Zero-tolerance approaches are coming into question.  Americans are rethinking the approach; “‘All the research has shown that zero tolerance is a failed policy,’ said Jim Freeman, senior attorney with the Advancement Project. ‘It has not succeeded in making schools safer or more effective. School districts and state legislators are moving away from zero tolerance, recognizing its devastating effect.'” ( Dale Mezzacappa)

Not all researchers in America would go that far however many question the touted efficacy of the zero-tolerance approach.  John H. Holloway writing for the ASCD states:  “If research indicates that zero tolerance policies are ineffective and have such negative consequences for students, why are they still in use?
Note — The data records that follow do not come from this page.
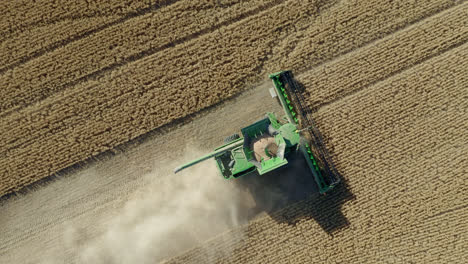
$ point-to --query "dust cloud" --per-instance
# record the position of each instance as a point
(173, 214)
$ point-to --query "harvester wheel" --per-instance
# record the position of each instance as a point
(231, 138)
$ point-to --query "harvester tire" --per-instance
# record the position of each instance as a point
(231, 138)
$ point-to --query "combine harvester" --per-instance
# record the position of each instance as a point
(266, 144)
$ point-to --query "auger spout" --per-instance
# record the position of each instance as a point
(217, 152)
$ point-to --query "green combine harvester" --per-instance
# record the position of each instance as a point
(265, 145)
Curwin and Mendler (1999) posit that: ‘eliminating zero tolerance policies is a hard sell because the concept is simple to understand, sounds tough, and gives the impression of high standards for behavior. (p. 120)’  Nevertheless, they suggest that these very characteristics of zero tolerance policies actually exacerbate the problem of student misbehavior: ‘Any intervention for changing children’s behavior that is simple is simple-minded, and those that substitute formulas for decisions made by people who understand the circumstances are dangerous. It’s time for schools to develop legitimate high standards by refusing to fall for the lure of what is easy and sounds good and choosing instead what is truly best for children. (p. 120)'” (Curwin, R., & Mendler, A. (1999, October). Zero tolerance for zero tolerance. Phi Delta Kappan 81(1), 119–120)
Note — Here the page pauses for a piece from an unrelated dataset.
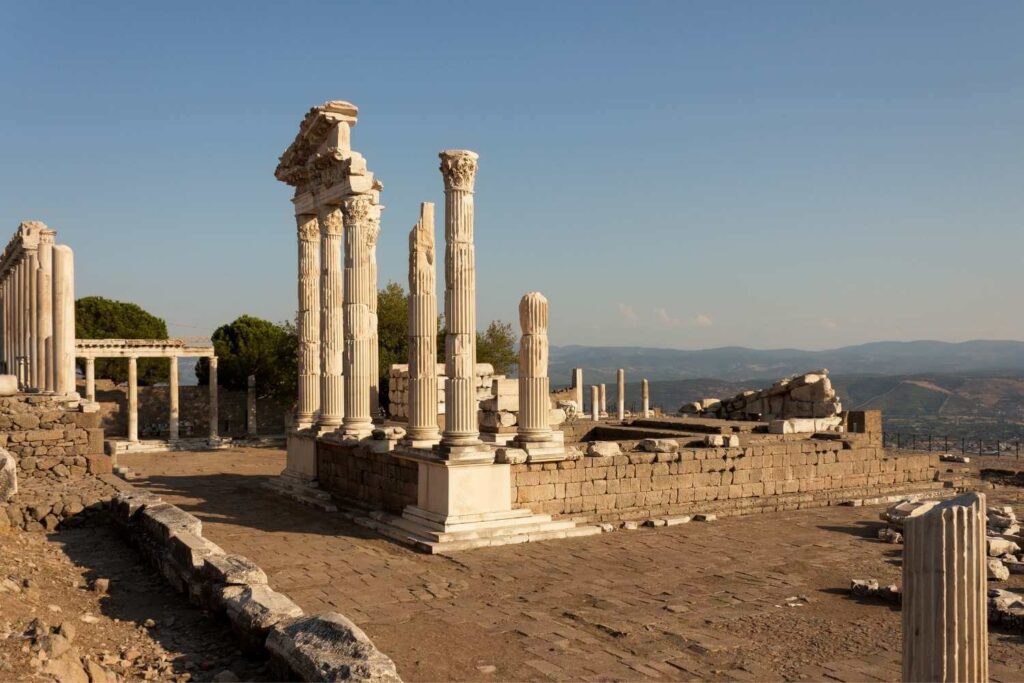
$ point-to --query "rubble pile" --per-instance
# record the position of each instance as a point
(807, 396)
Hopefully people will rethink  pointing the big gun of ‘zero-tolerance’ at the wrong target especially when it is clear that the problem isn’t the risk taking nature of teens but rather the ‘laissez-faire’ parental and community culture that our  teens are embedded in.  On other issues such as delinquency, our Ontario political leadership has  recognized  how zero tolerance misses the target; “We need to be providing programs for kids . . . to keep them in school. Suspending or expelling as a way of restoring a kid to academic success is not a successful path. That’s not the one we’re going to continue on.” Perhaps this acknowledgement will filter to other areas of student behaviour and down to more local levels of government.
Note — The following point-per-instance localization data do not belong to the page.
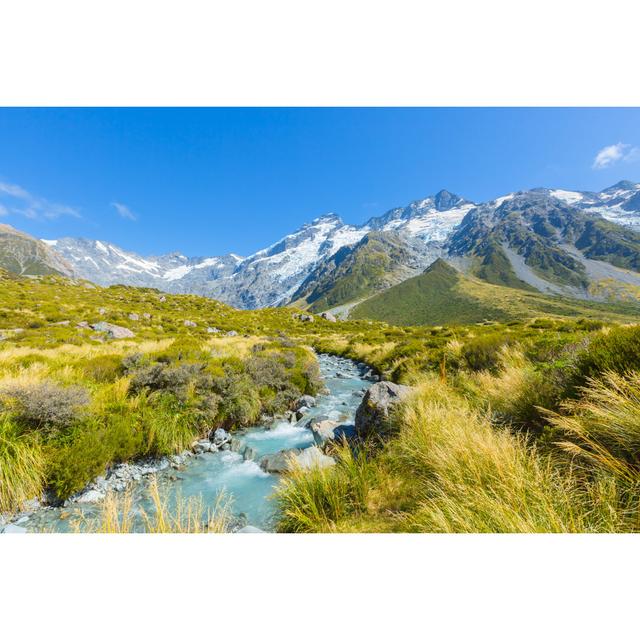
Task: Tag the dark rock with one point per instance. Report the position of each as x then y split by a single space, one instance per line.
372 416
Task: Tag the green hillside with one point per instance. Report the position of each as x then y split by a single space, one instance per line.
442 295
378 261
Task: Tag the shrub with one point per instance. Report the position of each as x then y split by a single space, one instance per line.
240 402
46 405
77 459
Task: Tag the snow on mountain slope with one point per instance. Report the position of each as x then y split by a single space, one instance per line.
270 276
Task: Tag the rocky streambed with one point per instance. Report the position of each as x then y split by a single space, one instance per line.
246 466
Under aged drinking is illegal and wrong.  Drinking and/or drugging yourself into a stupor is wrong.  Encouraging young people to excessive dangerous behaviour is wrong because it can destroy them – physically and spiritually.  Why is that so hard for people to get?  Teenagers are not adults.  They need adults who will guide them,  who are more mature and have the courage to say ‘enough’ when it needs to be said.

Moral confusion and lack of consistent leadership at all levels has happened before in history;  “In those days Israel had no king; everyone did as they saw fit.” (Judges 17:6, 21:25)  Maybe some day we will learn but until then our young people will pay the price – sometimes with their lives.